Island ist aufgrund seiner Abgeschiedenheit und seiner recht dünnen Besiedlung ein ideales Forschungsgebiet für alle möglichen Biotechnologien, da die Genstämme der Bevölkerung nicht „vermischt“ wurden und relativ homogen geblieben sind. Die Forschungsprojekte erhoffen sich, dass Erbkrankheiten auf den DNA-Strängen relativ einfach lokalisierbar sind. Decode Genetic, ein großes biotechnologisches Unternehmen, hatte 2001 für Furore gesorgt, als sie die Forschungsrechte über die gesamte isländische Bevölkerung patentieren ließen. Die isländische Regierung sicherte den Zugriff für Decode Genetic auf die Krankenakten ab. Verträge mit Hofmann-La Roche über auf dieser Grundlage entwickelte pharmazeutische Produkte sind ebenfalls schon abgeschlossen.
Erst im Dezember 2003 entschied der höchste Gerichtshof in Island, dass das Gesetz „Act on Biobanks“ (2000) nicht verfassungskonform sei, da es die Privatsphäre Verstorbener (nachträglich) verletze, und die Verschlüsselung der Daten nicht ausreichend sei.
Wir schlagen vor, folgenden Fragen nachzugehen:
— Wie sieht dieses Forschungsprojekt genau aus? Wie wirbt Decode Genetic für das Projekt? Kann man sich dem Forschungsprojekt verweigern? Wie sehen Datenschutzbestimmungen und Krankenversicherungssystem aus?
— Gentechnik als Standortfaktor: Warum gab es kaum Widerstand in der Bevölkerung? Und aus welcher Ecke wurden Bedenken geäußert? Welche Formen des Widerstandes gab es?
— Wie werden die IsländerInnen, die sich bislang gesund fühlen und bei denen nun die Erbanlage für eine Krankheit entdeckt wird, weiterhin betreut? Wie verändern sich Gesundheits- und Krankheitsbegriff in einer Gesellschaft?
— Wenn durch die Untersuchung von Gensträngen herauskommt, dass die soziale und biologische Vaterschaft nicht dieselbe ist, was geschieht dann? Verändert sich die Sozialstruktur und/oder die Familien-Modelle?
— Inwiefern kann es gerechtfertigt sein, einem privaten Unternehmen Einblick in die Gene der Bevölkerung zu gewähren? Wie verhalten sich rechtsstaatliche Zusicherungen der Privatsphäre zu dem Recht der Freiheit von Wissenschaft und Forschung?

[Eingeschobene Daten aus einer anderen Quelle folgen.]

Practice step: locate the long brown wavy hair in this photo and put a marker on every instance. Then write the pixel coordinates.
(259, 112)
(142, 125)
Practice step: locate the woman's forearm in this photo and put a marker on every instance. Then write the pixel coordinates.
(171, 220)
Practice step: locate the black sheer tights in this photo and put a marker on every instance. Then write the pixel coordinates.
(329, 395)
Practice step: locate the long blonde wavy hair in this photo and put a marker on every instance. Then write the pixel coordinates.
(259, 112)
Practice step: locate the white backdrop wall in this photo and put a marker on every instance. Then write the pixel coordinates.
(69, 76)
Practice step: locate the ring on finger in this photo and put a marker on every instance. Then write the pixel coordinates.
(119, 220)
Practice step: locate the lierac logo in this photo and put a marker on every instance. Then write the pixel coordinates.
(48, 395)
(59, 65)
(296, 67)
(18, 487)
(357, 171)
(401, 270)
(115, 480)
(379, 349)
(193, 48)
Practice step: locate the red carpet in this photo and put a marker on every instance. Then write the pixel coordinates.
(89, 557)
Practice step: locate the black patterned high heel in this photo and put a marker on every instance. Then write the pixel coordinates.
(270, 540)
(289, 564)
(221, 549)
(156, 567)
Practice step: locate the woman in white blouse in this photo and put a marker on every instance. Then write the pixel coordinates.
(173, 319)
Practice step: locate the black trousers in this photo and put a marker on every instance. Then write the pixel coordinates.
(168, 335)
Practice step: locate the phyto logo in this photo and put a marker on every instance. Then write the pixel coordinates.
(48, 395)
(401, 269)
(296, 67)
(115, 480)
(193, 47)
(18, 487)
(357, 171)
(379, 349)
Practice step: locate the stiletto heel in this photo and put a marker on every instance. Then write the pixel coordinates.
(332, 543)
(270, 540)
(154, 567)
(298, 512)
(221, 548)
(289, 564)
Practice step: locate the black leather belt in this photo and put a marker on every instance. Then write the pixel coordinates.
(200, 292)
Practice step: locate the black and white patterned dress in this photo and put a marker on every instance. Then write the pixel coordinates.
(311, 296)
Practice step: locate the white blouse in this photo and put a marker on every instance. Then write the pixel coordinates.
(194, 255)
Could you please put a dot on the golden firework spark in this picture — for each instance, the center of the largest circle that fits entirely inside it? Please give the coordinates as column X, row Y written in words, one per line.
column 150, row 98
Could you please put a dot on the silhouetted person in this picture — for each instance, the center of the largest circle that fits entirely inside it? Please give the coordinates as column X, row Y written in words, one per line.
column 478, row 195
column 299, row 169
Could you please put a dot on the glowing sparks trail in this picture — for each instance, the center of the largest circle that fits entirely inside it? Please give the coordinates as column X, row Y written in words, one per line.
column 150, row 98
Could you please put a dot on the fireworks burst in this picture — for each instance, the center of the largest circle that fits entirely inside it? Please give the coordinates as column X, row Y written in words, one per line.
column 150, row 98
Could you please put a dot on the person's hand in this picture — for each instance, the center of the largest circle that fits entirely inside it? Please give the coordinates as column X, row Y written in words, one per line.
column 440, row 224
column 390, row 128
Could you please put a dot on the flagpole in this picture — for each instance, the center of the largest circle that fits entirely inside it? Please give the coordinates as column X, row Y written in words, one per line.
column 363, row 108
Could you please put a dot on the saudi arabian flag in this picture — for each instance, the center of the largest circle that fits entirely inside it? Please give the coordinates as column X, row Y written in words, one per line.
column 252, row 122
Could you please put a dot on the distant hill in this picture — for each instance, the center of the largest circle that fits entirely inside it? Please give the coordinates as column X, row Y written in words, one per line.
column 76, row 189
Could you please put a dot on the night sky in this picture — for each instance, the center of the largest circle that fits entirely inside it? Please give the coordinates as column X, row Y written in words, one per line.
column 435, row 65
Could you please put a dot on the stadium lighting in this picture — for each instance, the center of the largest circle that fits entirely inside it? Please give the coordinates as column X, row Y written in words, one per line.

Unser Hauptanliegen liegt in einer Sensibilisierung für das Wechselspiel der Definition von Gesundheit und Krankheit und genetischen Formen der Diskriminierung.
Durch gentechnologische Diagnoseverfahren verändert sich der Gesundheitsbegriff von einer Definition der Abwesenheit von Krankheit und Schmerz, wie ihn die Weltgesundheitsorganisation vorgenommen hat, zur Gesundheit als Abwesenheit von genetischen Dispositionen. Die Feststellung einer Krankheitsveranlagung oder eines genetischen „Defekts“ führt ohne das genaue Wissen darum, ob und wann diese Krankheit ausbricht, zu einer Krankheitsdiagnose. Durch die Einführung von Bevölkerungs-Screenings oder durch die Zunahme individueller Gentests verändert sich die Vorstellung von Krankheit und Gesundheit in einer Gesellschaft. Verändert ein zu idealisierter Gesundheitsbegriff die Situation von Kranken und Menschen mit Behinderungen in der Gesellschaft, die der Norm zum gesunden und leistungsfähigen Körper nicht entsprechen?
Teilnahmebeitrag: Voraussichtlich ca. 700-800 Euro. Darin enthalten sind Vorbereitungsseminar und -reader, Flug und Transfer zum Flughafen, Unterkunft, Fahrtkosten in Island, evtl. Frühstück und gelegentliche Mahlzeiten mit Gästen.